Proposed changes to pensions accounting standards could wipe more than £25 billion ($42 billion) from FTSE 350 company balance sheets, and £1 billion from their annual profits.
The potential changes relate to an accounting surplus that is recognized on U.K. company balance sheets.
Currently, U.K. companies declare a pension fund surplus on their balance sheets. It is accepted as a surplus since there is a theoretical point where the company will be refunded that surplus, once the last member of a defined benefit plan is paid.
However, under changes that have been proposed by the IFRIC14 — a subcommittee of a branch of the International Accounting Standards Board — this surplus would no longer be recognized unless there is a realistic expectation that the company would have access to that surplus in the future.
Companies would therefore have to take into account the expected behavior of plan trustees, such as derisking plans, which could reduce the calculated accounting surplus.
“If the changes are made as we interpret them, companies will no longer be able to recognize the surplus on their balance sheets,” Simon Robinson, principal consultant at Aon Hewitt, said in a telephone interview. “That accounts for about £8 billion of the £25 billion.”
Further, companies that commit to ongoing deficit contributions, which are expected to deliver an accounting surplus in the future, would have to recognize those contributions as liabilities on corporate balance sheets. This could amount to as much as £20 billion for FTSE 350 firms, he said. The finance charges relating to pension plans would also rise by more than £1 billion each year.
“It is a nightmare as to how it may change behavior,” said Lynda Whitney, partner at Aon Hewitt. “This is almost as big a change as having to recognize pension funds on the balance sheet in the first place.”
Ms.

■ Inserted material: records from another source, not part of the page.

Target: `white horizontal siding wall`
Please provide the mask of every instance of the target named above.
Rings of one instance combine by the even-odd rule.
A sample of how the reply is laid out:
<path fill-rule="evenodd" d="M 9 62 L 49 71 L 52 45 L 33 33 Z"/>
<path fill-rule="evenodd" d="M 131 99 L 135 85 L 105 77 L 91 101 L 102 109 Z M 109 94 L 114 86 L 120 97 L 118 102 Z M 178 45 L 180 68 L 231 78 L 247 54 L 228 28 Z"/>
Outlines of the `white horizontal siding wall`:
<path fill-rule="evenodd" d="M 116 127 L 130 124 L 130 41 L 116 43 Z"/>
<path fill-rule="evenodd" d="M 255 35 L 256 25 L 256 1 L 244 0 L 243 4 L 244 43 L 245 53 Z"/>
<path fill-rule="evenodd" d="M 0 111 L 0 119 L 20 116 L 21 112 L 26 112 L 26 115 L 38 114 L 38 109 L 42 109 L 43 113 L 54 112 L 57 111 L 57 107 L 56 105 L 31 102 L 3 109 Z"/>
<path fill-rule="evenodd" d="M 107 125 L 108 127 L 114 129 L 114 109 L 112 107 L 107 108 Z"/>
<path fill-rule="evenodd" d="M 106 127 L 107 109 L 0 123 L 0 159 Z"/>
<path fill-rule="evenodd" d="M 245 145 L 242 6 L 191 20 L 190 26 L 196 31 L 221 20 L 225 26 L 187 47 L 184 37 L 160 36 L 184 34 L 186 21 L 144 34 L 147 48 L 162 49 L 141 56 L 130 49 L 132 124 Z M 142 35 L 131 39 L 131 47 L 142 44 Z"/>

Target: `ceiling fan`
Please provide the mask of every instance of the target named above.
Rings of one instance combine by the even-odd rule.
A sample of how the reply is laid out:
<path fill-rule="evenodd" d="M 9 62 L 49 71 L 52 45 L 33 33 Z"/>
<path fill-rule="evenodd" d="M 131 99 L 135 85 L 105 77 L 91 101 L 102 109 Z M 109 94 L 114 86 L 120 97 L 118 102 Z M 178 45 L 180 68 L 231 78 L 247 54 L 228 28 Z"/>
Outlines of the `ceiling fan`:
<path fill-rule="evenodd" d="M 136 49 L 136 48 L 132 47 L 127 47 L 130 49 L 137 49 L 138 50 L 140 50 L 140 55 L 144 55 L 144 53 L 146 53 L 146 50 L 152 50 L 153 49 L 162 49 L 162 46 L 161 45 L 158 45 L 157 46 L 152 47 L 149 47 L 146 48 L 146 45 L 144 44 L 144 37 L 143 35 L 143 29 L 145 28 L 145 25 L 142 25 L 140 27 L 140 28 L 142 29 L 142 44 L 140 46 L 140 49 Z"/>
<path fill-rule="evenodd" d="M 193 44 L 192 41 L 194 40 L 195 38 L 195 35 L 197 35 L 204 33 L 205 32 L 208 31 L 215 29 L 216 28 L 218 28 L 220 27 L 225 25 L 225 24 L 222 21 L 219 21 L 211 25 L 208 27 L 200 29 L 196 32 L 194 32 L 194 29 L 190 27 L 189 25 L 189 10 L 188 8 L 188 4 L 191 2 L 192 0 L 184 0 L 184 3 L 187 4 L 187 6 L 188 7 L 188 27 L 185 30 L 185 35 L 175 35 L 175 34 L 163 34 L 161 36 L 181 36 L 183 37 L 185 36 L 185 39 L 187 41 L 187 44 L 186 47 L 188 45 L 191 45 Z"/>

Whitney expects that, as a result of the potential changes — which could come into play as early as 2017 — “we are likely to see contingent funding routes, which give trustees security but don’t require a company to lock away cash into a scheme, will become more popular — and in some cases may be used instead of cash.”
Separately, consultant Barnett Waddingham said Monday that 37% of every £1 paid spent on pension provisions was used to reduce existing defined benefit deficits for the 2013 fiscal year.
However, the consultant’s fourth annual report also found that FTSE 350 firms’ pension deficit contributions are now at their lowest level for five years.
The aggregate deficit for fiscal 2013 was £55.6 billion, a decrease of 12% compared with the aggregate shortfall for the 2012 fiscal year.